If yes, probably, I should change the number of trees and selected images and then chose classifier. Am I right?

the principle of a random forest is to use a large amount of images to explain a trained distribution. If you select 500 trees, the classifier will randomly choose from your input images so you can always use the same input data. If you however have only few input data 50 or 500 trees doesn’t make any difference.

Thanks. My input is one image that I used some polygons for training (although based on SNAP; I used 5000 training as default). I classified with 500 trees but the result is worse again.
with 10 trees: 44%
with 50 trees: 42%
with 500 trees: 38%

that doesn’t make much sense. Random Forest classifiers are suitable for cases with multitude of explanatory variables (>12 input rasters) which are then randomly permutated during the training process. By doing this, the classifier statistically favours those rasters which have a higher value for the correct prediction of your training samples (also randomly selected).
Entering the same raster 500 times into the classifier doesn’t increase any of the quality. In that case, a KNN Nearest Neighbor classifier would possibly be more suitable.

I did this work with Maximum Likelihood and result was 47 %. I do not know why? would you please put a reference to below sentence?
Random Forest classifiers are suitable for cases with multitude of explanatory variables (>12 input rasters) which are then randomly permutated during the training process. By doing this, the classifier statistically favours those rasters which have a higher value for the correct prediction of your training samples (also randomly selected).

Try to understand how the classifiers work. Not every classifier fits to any data. Many of them are not rocket science and there are descriptions for any kind of reader. Some are more technical, others use more examples.

Nicely illustrated: http://dataaspirant.com/2017/05/22/random-forest-algorithm-machine-learing/

Original source: https://www.stat.berkeley.edu/~breiman/randomforest2001.pdf

Very detailed but most comprehensive work: https://arxiv.org/pdf/1407.7502.pdf

1 Like

OK. I got it now. Thanks.
As you know there is instability in RF. That’s why I used a classifier for all images but I do not know my method is right in SNAP or not?
I chose ‘train and apply classifier’ option on my first image and did classification (the classifier is saved automaticly ) and then I used the same classifier for other images (I mean for other images, instead of choosing ‘train and apply classifier’, I chose ‘load and apply classifier’). Although, I think first of all, we should select ‘number of trees’ and other options and then go on ‘load and apply classifier’.
Am I doing in right way?

Technically, this is the right way. But it is worth to mention that you can only apply your classifier to other images if you calibrated them carefully. Otherwise, the threshold values do not necessarily apply to these images.

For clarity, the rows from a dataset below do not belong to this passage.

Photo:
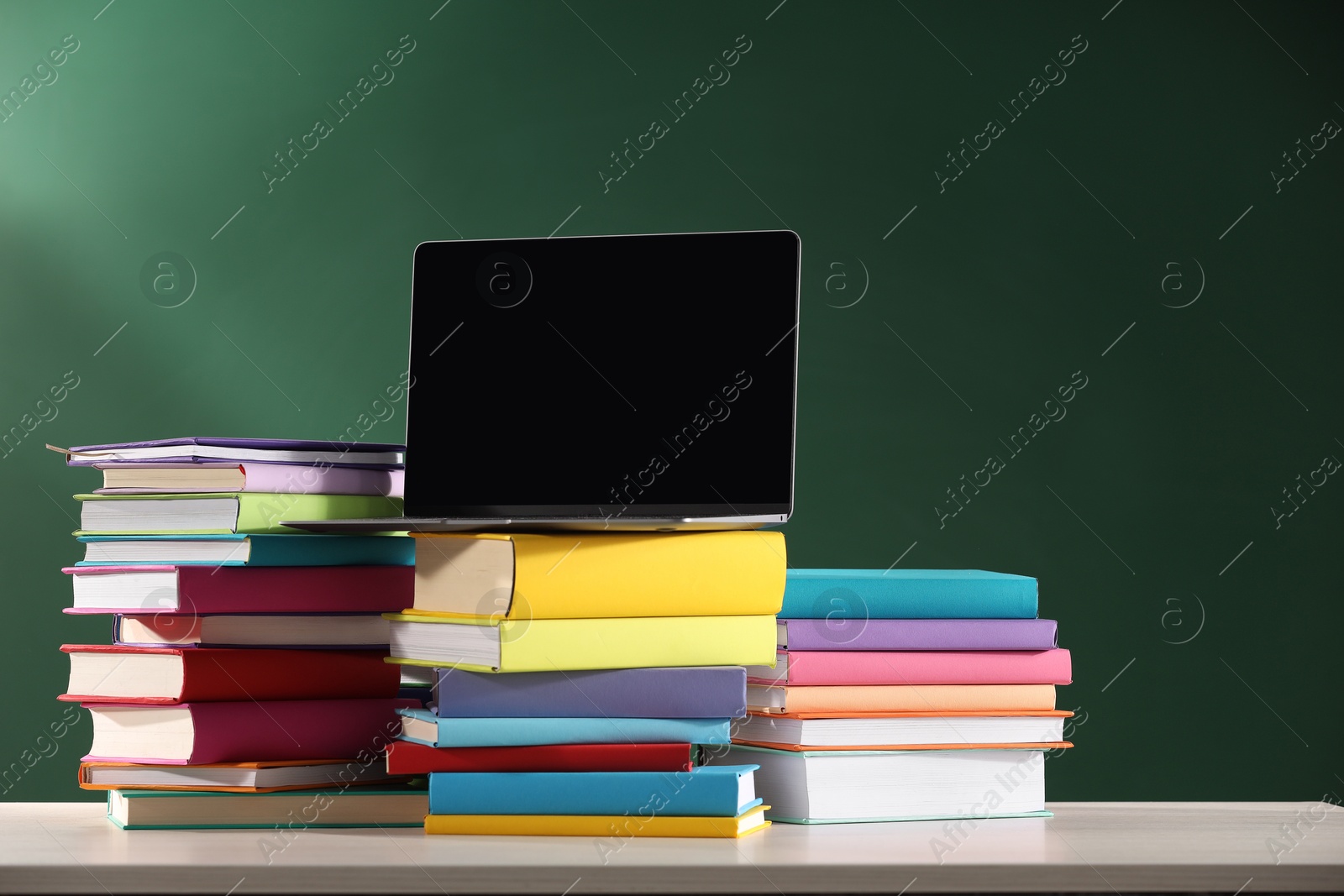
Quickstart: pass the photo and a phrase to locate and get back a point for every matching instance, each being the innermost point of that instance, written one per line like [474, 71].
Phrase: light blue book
[423, 727]
[249, 550]
[719, 792]
[907, 594]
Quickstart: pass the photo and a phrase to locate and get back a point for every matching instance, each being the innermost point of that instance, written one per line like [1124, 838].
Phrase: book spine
[633, 694]
[286, 479]
[651, 574]
[544, 645]
[921, 634]
[701, 792]
[526, 732]
[877, 699]
[324, 550]
[407, 758]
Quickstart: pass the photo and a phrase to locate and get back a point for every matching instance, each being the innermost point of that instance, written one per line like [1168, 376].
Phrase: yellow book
[613, 826]
[546, 645]
[600, 574]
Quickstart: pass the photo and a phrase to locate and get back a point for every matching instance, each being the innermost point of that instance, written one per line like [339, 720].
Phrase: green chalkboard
[210, 207]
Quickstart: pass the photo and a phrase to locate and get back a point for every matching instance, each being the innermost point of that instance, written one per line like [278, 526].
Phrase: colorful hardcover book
[114, 673]
[221, 512]
[907, 594]
[723, 792]
[549, 645]
[331, 808]
[249, 550]
[689, 692]
[205, 449]
[904, 731]
[917, 634]
[407, 758]
[195, 734]
[598, 574]
[234, 777]
[423, 727]
[916, 668]
[349, 631]
[895, 785]
[884, 699]
[276, 479]
[615, 826]
[201, 589]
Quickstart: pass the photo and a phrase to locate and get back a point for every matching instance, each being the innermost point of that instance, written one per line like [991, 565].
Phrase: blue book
[687, 692]
[423, 727]
[249, 550]
[907, 594]
[706, 792]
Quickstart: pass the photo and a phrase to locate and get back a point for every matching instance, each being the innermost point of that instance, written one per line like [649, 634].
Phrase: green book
[331, 808]
[222, 512]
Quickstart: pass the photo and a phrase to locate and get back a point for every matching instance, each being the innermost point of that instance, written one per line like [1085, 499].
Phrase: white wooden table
[1097, 848]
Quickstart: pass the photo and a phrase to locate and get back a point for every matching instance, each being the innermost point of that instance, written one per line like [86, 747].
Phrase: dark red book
[118, 673]
[407, 758]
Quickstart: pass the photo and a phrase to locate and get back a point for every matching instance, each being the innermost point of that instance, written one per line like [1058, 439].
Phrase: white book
[894, 785]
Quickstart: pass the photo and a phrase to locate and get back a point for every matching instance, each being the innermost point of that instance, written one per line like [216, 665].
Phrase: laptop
[600, 383]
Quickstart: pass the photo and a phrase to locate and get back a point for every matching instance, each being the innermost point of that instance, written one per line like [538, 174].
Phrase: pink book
[917, 668]
[195, 734]
[272, 479]
[203, 589]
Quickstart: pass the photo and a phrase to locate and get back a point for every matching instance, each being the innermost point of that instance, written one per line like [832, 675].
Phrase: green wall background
[1146, 512]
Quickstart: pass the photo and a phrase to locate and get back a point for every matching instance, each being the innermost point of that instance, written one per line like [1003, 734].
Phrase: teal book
[706, 792]
[249, 550]
[329, 808]
[907, 594]
[423, 727]
[847, 786]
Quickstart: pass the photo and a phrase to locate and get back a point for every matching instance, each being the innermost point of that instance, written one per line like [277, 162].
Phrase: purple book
[917, 634]
[205, 449]
[691, 692]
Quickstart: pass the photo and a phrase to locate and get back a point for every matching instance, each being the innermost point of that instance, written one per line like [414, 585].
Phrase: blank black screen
[604, 375]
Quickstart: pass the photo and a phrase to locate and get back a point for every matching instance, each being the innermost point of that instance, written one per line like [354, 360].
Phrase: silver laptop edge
[597, 523]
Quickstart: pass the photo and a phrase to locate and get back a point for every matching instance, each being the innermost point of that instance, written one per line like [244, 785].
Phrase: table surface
[1095, 848]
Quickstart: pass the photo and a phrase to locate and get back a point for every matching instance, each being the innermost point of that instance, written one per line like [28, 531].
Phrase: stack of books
[246, 681]
[578, 676]
[905, 694]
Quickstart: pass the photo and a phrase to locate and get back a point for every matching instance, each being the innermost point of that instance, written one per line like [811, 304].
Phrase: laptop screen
[604, 375]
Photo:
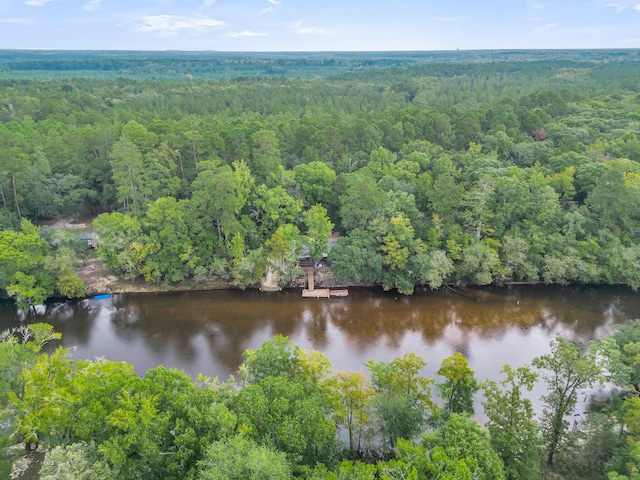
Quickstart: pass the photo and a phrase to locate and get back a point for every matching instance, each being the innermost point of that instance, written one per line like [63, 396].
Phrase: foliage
[464, 439]
[459, 386]
[512, 424]
[239, 458]
[565, 370]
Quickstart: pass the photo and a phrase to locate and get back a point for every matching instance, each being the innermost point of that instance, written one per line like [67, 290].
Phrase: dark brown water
[206, 332]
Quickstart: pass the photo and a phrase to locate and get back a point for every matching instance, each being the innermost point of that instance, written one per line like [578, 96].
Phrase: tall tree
[566, 370]
[512, 424]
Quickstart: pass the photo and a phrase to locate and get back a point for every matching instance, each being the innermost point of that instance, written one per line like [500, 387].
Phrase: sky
[314, 25]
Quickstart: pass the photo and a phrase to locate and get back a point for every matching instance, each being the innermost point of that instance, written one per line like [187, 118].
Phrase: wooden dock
[324, 293]
[313, 292]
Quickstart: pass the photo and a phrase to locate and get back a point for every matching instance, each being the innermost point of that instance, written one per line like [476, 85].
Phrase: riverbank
[99, 280]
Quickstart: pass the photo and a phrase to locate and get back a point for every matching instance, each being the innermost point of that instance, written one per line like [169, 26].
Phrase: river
[206, 332]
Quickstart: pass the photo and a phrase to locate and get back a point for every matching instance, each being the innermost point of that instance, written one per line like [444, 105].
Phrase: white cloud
[37, 3]
[245, 33]
[301, 30]
[172, 24]
[17, 21]
[535, 10]
[91, 5]
[546, 27]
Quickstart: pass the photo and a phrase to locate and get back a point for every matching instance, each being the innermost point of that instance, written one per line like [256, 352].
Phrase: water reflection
[208, 331]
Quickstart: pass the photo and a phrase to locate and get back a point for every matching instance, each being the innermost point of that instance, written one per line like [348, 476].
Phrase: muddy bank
[100, 280]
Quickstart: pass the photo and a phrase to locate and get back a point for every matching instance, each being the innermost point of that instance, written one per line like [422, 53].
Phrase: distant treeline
[484, 172]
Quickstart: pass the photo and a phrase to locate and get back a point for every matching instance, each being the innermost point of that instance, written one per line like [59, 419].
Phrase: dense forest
[445, 168]
[469, 167]
[289, 415]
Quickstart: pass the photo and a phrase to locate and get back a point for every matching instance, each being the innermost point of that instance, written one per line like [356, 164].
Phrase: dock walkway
[312, 292]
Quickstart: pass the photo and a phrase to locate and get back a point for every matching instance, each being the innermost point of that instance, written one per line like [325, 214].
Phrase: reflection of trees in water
[74, 319]
[390, 318]
[208, 331]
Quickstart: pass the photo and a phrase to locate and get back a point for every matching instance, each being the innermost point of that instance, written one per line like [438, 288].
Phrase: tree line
[289, 415]
[472, 173]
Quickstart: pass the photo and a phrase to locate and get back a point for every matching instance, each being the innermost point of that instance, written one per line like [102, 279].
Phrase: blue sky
[308, 25]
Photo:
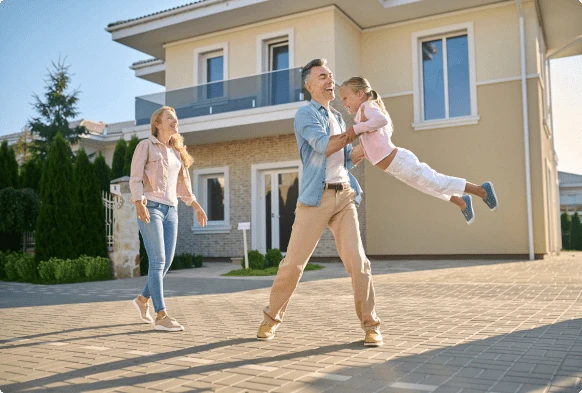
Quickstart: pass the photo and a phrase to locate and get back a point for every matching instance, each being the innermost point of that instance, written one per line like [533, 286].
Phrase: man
[328, 196]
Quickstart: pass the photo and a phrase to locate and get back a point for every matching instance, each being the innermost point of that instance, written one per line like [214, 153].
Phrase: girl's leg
[407, 168]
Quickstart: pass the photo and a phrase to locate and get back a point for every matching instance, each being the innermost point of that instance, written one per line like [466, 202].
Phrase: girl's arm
[371, 118]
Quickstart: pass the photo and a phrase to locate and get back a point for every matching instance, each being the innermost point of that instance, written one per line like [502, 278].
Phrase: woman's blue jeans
[159, 238]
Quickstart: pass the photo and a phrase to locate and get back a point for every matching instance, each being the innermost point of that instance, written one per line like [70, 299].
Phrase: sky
[34, 33]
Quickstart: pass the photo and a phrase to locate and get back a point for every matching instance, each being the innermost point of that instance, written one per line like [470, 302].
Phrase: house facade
[466, 84]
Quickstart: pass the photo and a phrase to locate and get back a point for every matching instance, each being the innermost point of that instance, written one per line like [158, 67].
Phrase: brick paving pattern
[448, 326]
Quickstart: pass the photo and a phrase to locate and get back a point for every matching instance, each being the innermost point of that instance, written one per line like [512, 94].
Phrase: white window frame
[442, 32]
[198, 176]
[202, 54]
[263, 42]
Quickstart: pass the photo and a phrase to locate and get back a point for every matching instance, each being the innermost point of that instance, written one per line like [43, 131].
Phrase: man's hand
[142, 211]
[357, 154]
[351, 135]
[200, 214]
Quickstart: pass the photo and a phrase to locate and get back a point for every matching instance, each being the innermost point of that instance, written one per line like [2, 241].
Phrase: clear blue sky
[34, 32]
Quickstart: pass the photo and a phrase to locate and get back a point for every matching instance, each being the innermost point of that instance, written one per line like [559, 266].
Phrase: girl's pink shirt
[375, 133]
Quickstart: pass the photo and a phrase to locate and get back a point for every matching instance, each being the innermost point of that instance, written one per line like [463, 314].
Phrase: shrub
[273, 258]
[70, 270]
[47, 269]
[10, 269]
[96, 268]
[26, 267]
[256, 260]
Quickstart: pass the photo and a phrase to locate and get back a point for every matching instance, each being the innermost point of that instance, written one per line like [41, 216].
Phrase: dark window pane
[280, 57]
[215, 202]
[433, 80]
[214, 73]
[458, 74]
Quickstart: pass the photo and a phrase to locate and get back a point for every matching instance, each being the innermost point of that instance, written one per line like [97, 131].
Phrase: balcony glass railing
[271, 88]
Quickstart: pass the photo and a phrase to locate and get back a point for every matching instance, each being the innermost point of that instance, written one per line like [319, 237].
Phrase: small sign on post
[244, 226]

hi , i am doing flood mapping using sentinel 1 GRD images .here i am using two ways (after pre-processing)

  1. taking a threshold value by visualizing histogram
  2. by Random forest classification(two classes water and non-water)

i am always getting high number of pixel of water in RFC, which much more than first method.
RFC methods is not even closer to thresholding for water pixel. why RFC is showing high values
or i can change the parameters in RFC to bring closer to threshold method .

what are your input layers? Random Forest needs a larger number of rasters to be trained on.

i am using a single layer which “sigma0_vv_db”.

i am making polygons for water and non-water .giving them as train on vector.

that is clearly not enough for a RF classifier. It is based on the idea that the input rasters and pixels are randomly shuffled and selected and only subsets are used for training the dataset. Repeating this, you get a very robust classifier.

It is well explained here: http://wgrass.media.osaka-cu.ac.jp/gisideas10/papers/04aa1f4a8beb619e7fe711c29b7b.pdf

You can include GLCM textures to increase your feature space.